Asset-based borrowing can be structured as a revolving line of credit or a term loan (or a combination.)
Revolving line of credit – You’re able to borrow based on acceptable collateral at each line of credit draw. You can borrow as much as the lender will lend based on the collateral or you can borrow little or none. This is perfect for volatile, temporary or seasonal liquidity needs or as “liquidity insurance.”
Term Loan – You borrow a fixed amount for a fixed period of time. Asset-based term loans are typically structured for longer-life assets such as machinery and equipment.
Lenders will often agree to a term loan secured by M&E and a line of credit secured by accounts receivable and inventory.

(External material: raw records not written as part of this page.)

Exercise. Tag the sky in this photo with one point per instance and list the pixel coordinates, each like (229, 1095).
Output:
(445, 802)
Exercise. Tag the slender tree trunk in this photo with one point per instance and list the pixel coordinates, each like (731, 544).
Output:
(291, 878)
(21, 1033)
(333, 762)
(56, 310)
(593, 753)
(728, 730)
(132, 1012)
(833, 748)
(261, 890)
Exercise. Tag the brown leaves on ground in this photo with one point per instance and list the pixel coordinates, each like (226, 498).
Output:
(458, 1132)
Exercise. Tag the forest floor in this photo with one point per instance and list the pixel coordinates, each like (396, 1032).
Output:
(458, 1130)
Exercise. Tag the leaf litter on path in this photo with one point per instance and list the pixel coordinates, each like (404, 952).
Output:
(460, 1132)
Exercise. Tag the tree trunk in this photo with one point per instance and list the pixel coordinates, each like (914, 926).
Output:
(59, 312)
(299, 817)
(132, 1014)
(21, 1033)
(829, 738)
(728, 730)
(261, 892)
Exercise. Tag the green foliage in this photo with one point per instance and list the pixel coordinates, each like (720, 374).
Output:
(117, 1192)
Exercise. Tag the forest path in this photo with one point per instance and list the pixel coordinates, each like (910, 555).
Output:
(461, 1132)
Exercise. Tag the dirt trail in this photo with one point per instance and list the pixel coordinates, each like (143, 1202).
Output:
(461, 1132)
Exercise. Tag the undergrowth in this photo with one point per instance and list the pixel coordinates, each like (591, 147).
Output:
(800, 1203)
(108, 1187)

Now let’s take a closer look at the types of collateral used to secure asset-based loans.
- Accounts Receivable: Sell or pledge your accounts receivables and use your customers’ credit to generate liquidity. Smaller deals generally require a true sale while larger deals can be structured as a collateralized line of credit.

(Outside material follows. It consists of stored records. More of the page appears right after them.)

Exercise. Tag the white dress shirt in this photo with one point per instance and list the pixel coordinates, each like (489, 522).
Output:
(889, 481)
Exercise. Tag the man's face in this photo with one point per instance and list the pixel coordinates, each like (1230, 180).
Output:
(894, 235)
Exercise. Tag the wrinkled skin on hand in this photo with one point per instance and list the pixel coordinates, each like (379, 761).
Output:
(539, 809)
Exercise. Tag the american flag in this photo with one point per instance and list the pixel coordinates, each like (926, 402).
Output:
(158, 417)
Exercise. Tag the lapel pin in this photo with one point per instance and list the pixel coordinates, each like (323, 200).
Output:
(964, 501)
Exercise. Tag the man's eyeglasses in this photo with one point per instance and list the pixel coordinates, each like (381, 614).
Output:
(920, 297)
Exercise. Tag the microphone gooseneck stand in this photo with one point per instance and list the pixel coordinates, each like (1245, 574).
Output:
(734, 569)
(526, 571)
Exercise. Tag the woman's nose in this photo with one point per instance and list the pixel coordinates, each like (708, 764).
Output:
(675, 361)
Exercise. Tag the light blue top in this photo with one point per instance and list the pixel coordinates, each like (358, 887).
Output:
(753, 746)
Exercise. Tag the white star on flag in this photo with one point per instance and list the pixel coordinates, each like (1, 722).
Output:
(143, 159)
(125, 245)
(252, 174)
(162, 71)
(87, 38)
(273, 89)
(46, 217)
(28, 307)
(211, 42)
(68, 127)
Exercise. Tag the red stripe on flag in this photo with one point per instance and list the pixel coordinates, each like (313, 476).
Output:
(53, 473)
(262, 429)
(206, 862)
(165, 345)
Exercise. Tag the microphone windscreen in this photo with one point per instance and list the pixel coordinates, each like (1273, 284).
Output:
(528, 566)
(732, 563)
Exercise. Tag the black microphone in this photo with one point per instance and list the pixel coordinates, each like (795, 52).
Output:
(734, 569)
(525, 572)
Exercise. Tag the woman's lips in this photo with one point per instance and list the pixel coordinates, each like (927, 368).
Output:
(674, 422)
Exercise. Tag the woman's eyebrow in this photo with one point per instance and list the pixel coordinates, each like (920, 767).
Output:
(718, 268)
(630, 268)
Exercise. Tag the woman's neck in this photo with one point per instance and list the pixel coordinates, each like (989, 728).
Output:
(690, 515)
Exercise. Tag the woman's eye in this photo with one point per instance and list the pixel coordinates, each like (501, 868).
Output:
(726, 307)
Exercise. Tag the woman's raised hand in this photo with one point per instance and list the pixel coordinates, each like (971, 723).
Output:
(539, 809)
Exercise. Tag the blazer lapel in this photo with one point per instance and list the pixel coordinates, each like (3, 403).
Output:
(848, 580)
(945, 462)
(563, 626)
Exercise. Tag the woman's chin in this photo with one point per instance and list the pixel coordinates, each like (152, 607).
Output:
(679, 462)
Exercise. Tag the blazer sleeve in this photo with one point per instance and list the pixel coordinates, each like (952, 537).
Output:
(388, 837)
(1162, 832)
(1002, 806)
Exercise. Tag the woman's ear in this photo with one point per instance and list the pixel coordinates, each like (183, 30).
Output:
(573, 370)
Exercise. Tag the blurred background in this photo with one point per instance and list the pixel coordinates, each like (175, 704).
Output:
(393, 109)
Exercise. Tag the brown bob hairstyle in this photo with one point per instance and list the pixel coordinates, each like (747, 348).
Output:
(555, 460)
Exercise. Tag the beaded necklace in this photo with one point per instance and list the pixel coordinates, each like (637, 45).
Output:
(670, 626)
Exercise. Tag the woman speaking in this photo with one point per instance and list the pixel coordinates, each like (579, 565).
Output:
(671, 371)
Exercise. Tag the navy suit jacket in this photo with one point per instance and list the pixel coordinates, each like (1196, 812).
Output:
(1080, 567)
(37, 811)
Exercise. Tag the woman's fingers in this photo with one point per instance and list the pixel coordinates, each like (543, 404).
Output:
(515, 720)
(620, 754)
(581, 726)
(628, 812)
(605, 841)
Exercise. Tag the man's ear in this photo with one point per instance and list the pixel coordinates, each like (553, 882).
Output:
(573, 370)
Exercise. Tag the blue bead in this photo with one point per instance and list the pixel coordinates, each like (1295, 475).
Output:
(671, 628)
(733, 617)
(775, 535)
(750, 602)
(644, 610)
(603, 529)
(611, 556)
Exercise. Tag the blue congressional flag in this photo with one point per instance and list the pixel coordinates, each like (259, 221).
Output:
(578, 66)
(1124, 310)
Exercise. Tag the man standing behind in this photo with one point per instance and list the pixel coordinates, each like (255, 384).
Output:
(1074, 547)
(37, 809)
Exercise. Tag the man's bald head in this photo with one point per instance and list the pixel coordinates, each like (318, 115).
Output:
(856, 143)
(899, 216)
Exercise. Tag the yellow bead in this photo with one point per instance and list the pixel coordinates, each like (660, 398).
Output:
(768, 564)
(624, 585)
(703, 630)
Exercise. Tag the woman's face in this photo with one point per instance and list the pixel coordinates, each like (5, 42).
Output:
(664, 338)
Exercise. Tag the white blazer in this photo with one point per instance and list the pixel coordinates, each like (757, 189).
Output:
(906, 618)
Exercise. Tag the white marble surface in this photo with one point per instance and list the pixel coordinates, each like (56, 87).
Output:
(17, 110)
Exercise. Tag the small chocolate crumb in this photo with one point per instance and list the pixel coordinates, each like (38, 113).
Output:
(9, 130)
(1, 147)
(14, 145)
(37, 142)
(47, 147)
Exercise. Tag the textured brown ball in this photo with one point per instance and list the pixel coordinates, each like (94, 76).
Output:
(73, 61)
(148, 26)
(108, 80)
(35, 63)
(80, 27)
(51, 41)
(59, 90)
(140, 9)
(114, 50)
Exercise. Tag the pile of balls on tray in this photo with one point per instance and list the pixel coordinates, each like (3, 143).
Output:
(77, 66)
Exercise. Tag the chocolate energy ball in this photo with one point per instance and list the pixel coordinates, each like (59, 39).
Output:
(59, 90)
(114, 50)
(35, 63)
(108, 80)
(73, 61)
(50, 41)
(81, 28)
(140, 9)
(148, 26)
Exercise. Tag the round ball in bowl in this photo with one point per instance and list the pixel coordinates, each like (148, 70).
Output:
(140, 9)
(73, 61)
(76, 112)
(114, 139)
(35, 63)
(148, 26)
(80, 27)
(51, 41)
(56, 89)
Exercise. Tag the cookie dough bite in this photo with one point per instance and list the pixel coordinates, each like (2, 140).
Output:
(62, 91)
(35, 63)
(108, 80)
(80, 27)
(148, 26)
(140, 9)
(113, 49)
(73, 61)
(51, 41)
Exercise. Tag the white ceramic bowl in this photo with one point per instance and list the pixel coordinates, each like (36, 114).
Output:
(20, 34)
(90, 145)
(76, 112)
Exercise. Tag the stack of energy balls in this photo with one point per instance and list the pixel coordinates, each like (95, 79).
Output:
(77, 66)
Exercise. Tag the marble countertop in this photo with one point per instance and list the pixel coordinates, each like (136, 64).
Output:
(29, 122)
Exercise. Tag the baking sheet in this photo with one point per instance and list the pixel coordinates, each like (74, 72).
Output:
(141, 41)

- Purchase Orders: Purchase order financing provides financing early in the fulfillment cycle. With purchase order finance, you borrow money secured by the your customer’s purchase order. A PO finance company steps in and pays your suppliers. This is another way to borrow using your customers’ credit.
- Inventory: Many lines of credit are secured by accounts receivable and inventory. Raw materials and finished goods are generally accepted as eligible inventory collateral, usually at a discount to the book value. Revolving lines of credit can be structured to allow funding for seasonal increases in inventory.
- Machinery and Equipment: Almost all new and used equipment can be financed either as an equipment financing or an equipment lease. Soft costs can be wrapped into the lease. Start-ups can qualify for equipment finance.
- Commercial Real Estate: A company’s commercial real estate is usually financed separately from an asset-based credit facility but some lenders will include this asset class in their facility, either as bootstrap collateral for a line of credit or as a term loan.
- Intellectual Property: Many companies have invested heavily in product or service development and have a substantial IP asset on their balance sheets. IP can be added to a collateral pool in cases where the IP is commercialized and can be independently valued.
- Contracts: Contracts that represent monthly recurring revenue (e.g., for SaaS-based companies) can be used as collateral for a line of credit or term loan.